The children themselves are feeling the strain and the tense days. Many students have written their own letters pleading with Shuvu not to close. As 5th-grader Benny Samyanov writes, “In Shuvu I learn about mitzvot and the Torah, and now I make sure that my parents only bring home kosher food. My parents are happy that I know about Torah and they are happy to do whatever I teach them from what I learned in Shuvu. If my Shuvu school closes, I won’t be able to continue to learn Torah and we won’t be able to continue becoming more religious.” Another student, Alex Kahan, writes: “It is very important that Shuvu should not close. Ever since I joined Shuvu two years ago I’ve seen that being religious is a good thing. Our religious teachers are wonderful and they teach us to have good behavior and kibud av v’eim. When I see my teachers, it makes me want to be religious too. I now do netilat yadayim and daven each day and my parents put a mezuzah on our house. I want to be religious and I need Shuvu to help me.”

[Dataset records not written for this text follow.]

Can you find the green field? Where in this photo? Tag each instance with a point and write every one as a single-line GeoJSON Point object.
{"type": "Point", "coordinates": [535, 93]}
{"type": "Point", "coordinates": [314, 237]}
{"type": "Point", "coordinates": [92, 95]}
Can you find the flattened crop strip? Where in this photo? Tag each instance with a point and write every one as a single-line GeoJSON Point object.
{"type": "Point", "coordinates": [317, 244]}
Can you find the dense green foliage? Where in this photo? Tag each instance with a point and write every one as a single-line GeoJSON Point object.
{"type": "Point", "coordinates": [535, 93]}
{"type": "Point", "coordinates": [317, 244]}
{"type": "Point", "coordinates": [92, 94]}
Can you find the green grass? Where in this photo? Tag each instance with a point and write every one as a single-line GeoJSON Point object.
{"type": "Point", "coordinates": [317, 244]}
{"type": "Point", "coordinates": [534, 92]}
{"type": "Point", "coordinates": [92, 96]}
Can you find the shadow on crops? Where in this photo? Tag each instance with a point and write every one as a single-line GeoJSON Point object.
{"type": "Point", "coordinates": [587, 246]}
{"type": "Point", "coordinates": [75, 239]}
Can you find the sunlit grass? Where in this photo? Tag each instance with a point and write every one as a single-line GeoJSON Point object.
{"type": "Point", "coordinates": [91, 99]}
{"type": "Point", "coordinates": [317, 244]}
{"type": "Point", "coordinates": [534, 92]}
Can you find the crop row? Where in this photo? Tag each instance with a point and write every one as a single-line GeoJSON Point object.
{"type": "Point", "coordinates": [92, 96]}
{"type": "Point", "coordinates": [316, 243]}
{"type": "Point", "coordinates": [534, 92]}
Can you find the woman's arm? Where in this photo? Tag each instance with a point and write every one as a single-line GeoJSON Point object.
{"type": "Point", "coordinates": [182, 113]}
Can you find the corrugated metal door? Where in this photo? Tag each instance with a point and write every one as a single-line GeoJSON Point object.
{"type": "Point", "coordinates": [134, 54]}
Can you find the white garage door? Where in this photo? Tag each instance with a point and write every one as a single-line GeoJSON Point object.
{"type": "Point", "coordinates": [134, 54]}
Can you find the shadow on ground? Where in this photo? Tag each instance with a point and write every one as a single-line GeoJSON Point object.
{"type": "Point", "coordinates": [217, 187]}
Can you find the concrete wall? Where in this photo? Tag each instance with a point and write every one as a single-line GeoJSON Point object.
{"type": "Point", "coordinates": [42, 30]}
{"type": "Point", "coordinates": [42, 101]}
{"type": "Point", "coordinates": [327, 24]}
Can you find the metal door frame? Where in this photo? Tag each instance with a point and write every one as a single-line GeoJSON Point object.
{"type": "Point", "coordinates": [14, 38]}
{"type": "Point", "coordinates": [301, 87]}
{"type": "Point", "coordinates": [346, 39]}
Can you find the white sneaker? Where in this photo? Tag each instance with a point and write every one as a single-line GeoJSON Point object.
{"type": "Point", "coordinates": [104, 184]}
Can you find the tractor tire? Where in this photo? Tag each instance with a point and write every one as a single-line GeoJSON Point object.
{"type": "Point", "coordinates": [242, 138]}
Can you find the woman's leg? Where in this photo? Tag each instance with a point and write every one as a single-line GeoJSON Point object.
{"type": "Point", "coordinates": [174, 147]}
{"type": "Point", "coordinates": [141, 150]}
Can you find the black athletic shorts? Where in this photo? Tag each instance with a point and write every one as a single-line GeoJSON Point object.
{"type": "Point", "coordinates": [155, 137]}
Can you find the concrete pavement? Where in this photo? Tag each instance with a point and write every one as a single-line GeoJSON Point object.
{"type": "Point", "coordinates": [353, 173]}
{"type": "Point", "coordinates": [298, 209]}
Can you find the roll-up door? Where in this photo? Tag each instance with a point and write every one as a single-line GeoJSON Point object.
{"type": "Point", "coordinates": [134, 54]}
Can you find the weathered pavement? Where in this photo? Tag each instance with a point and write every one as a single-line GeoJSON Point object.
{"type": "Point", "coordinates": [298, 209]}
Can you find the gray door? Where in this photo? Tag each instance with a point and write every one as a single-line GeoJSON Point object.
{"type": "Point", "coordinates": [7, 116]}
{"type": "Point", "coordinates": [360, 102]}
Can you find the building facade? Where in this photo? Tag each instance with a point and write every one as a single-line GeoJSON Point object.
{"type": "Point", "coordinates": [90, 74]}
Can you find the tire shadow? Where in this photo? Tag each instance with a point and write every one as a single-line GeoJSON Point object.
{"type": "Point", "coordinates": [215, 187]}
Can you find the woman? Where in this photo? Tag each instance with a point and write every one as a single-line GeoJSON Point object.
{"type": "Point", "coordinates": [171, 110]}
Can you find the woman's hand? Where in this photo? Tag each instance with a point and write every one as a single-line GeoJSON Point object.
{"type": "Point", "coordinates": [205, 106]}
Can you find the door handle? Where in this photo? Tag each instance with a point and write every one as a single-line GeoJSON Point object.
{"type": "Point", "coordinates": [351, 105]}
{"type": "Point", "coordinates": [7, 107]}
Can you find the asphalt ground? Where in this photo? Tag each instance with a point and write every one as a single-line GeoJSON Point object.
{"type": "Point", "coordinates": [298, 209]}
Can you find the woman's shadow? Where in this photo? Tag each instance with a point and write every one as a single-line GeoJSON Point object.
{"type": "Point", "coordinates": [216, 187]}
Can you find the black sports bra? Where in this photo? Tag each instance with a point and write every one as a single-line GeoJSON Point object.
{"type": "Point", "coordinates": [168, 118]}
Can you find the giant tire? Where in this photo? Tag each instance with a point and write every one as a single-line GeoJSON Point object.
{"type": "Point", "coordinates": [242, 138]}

In addition, Shuvu employs over 1,200 staff members, teachers, and principals in its schools throughout the country. Even during times that their Shuvu jobs are not in danger, life is financially challenging. Most of the teachers are married to avreichim and the salary received from Shuvu serves as the main income for their families. Even on this level, it is unthinkable what would happen if they would not be able to continue their jobs at Shuvu and lose their main source of income.

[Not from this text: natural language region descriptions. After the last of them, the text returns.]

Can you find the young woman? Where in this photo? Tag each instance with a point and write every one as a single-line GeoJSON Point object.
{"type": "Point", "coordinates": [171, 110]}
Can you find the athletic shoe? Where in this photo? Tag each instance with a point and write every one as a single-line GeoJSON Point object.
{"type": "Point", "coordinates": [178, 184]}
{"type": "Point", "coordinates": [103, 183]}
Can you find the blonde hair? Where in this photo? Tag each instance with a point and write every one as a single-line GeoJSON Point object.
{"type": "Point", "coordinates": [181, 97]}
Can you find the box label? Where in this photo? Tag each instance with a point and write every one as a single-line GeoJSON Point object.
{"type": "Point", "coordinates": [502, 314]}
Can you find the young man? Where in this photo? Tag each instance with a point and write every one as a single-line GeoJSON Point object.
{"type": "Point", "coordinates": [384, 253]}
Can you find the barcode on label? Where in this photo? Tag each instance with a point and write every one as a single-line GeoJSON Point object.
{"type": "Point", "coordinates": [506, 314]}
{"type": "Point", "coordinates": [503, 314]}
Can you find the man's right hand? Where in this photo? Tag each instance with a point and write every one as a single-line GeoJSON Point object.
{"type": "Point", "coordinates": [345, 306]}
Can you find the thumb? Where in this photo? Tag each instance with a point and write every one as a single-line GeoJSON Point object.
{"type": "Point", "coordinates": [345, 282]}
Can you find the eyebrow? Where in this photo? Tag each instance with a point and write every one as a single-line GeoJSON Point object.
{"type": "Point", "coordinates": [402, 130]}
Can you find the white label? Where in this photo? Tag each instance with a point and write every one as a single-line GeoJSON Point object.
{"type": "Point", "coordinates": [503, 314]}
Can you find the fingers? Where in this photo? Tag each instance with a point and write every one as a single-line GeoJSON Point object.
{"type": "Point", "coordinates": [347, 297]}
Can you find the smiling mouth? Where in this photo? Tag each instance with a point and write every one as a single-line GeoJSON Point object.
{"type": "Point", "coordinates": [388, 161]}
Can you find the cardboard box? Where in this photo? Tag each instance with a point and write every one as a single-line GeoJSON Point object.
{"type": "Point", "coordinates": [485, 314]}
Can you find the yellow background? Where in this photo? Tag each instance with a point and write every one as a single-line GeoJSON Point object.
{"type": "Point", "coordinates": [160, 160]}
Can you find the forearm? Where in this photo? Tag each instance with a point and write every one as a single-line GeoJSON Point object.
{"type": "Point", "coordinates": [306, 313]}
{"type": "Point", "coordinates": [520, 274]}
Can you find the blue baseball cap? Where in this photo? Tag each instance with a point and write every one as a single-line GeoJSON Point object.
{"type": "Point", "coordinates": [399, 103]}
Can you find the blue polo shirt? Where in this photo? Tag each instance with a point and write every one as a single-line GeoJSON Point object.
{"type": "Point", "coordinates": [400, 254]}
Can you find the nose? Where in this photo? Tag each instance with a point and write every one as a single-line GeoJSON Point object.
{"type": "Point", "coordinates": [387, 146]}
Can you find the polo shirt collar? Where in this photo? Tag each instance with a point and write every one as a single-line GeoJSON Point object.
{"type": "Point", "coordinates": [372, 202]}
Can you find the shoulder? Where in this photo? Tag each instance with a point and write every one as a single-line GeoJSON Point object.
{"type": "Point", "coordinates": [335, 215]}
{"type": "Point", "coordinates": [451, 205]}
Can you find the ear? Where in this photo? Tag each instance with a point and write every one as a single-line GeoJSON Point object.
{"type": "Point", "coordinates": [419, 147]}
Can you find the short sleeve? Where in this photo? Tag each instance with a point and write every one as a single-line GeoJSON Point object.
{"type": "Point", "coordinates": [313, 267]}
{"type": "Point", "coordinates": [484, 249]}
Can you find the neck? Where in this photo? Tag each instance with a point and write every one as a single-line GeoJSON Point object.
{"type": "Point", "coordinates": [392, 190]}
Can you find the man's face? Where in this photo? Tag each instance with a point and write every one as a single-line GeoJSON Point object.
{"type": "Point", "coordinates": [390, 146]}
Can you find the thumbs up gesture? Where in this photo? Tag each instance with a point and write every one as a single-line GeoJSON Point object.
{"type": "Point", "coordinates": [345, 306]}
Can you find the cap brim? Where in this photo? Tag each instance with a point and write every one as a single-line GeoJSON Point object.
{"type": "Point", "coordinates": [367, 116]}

Rav Pam was fond of quoting the navi Chaggai. He encouraged a dispirited people who were attempting to erect the Second Beis HaMikdash but were encountering difficulties: “Va’asu ki Ani itchem ne’um Hashem,” “And do, for I am with you-the word of Hashem.” This statement of faith was reflected in Rav Pam’s determination to ignore financial constraints at critical junctures in the past. Shuvu’s chairman, Mr. Avrohom Biderman, recalls, “When we would tell the rosh yeshiva that we were facing a financial crisis, he never entertained the thought that we might have to cut back on something or rethink our plans for expansion. Instead he would say, ‘Well, in that case, we need to find some new donors who can help us close the deficit. We are doing what the Ribbono shel Olam wants. He will surely help us.'”

Tonight, Shuvu will hold a “Save the Schools” summer dinner meeting at the home of Rabbi Gedaliah and Mrs. Rachael Weinb­erger, 1757 East 23rd Street in Brooklyn. This meeting is nothing short of Yom Kippur for the six schools. It is essential to attend the meeting and support Shuvu-the children, the families, the teachers, and Rav Pam’s vision.

The event will begin at 7:30 p.m. and will feature divrei hisorerus from Rav Matisyahu Salomon, mashgiach of Beth Medrash Govoha in Lakewood, and an eyewitness report from Rav Shmuel Dishon, menahel of Mosdos Yad Yisroel-Karlin Stolin.